Feb 18 (Reuters) - Oilfield services and drilling company Nabors Industries Ltd posted a slight drop in operating profit on Tuesday, due in part to weak operations in the United States.
Nabors, which owns the world’s largest land-drilling rig fleet as well as pressure-pumping equipment for hydraulic fracturing, and peers have felt pricing pressure onshore in the United States, where demand is only starting to rebound due to rising natural gas prices.
“The strength of our fourth-quarter results reflects building momentum in our international operations and a more favorable outlook for our U.S. drilling operations,” Nabors’ chief executive, Tony Petrello, said in a statement.

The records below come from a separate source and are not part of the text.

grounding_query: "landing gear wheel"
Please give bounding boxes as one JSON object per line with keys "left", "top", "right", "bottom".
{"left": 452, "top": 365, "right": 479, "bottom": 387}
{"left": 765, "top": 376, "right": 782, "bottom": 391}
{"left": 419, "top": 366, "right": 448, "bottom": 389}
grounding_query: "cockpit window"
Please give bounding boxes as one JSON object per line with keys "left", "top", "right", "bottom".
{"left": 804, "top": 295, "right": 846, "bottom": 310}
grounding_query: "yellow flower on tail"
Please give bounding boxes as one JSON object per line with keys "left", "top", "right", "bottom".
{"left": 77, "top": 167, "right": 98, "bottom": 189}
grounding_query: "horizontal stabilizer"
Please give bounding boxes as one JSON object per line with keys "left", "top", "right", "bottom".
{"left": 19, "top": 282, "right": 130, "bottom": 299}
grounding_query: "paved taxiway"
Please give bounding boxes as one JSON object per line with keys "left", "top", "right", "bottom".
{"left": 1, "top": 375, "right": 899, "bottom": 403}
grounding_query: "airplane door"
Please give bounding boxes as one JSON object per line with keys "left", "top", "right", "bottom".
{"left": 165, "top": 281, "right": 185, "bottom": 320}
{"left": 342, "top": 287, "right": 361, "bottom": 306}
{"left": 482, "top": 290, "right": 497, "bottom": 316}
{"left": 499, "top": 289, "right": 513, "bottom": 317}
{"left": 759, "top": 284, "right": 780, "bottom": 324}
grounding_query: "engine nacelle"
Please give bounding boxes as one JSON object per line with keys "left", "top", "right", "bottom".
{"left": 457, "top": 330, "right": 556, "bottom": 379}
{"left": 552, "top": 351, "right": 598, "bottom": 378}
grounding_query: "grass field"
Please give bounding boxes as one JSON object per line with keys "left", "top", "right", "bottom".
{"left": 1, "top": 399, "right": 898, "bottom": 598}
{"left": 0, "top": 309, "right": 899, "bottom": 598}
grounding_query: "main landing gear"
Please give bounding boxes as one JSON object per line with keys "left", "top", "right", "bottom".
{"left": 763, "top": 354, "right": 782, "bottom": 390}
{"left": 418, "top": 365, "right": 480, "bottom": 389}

Last year should represent “the low point in Nabors’ protracted five-year tough,” Petrello said, adding that he sees “substantial, year-over year quarterly improvement” in results starting next quarter.
While the company’s international rig count was flat in the fourth quarter, Nabors was able to boost margins due to lower costs to move rigs and other items.
Nabors posted fourth-quarter net income of $150.6 million, or 50 cents per share, compared with $27.1 million, or 9 cents per share, in the year-ago period. The jump was mainly due to a year-ago loss on discontinued operations.
Income from continuing operations fell 2 percent to $128.5 million.
Revenue rose less than 1 percent to $1.6 billion. Analysts expected revenue of $1.54 billion.
Shares of Nabors rose 2.6 percent to $19.15 in after-hours trading on Tuesday.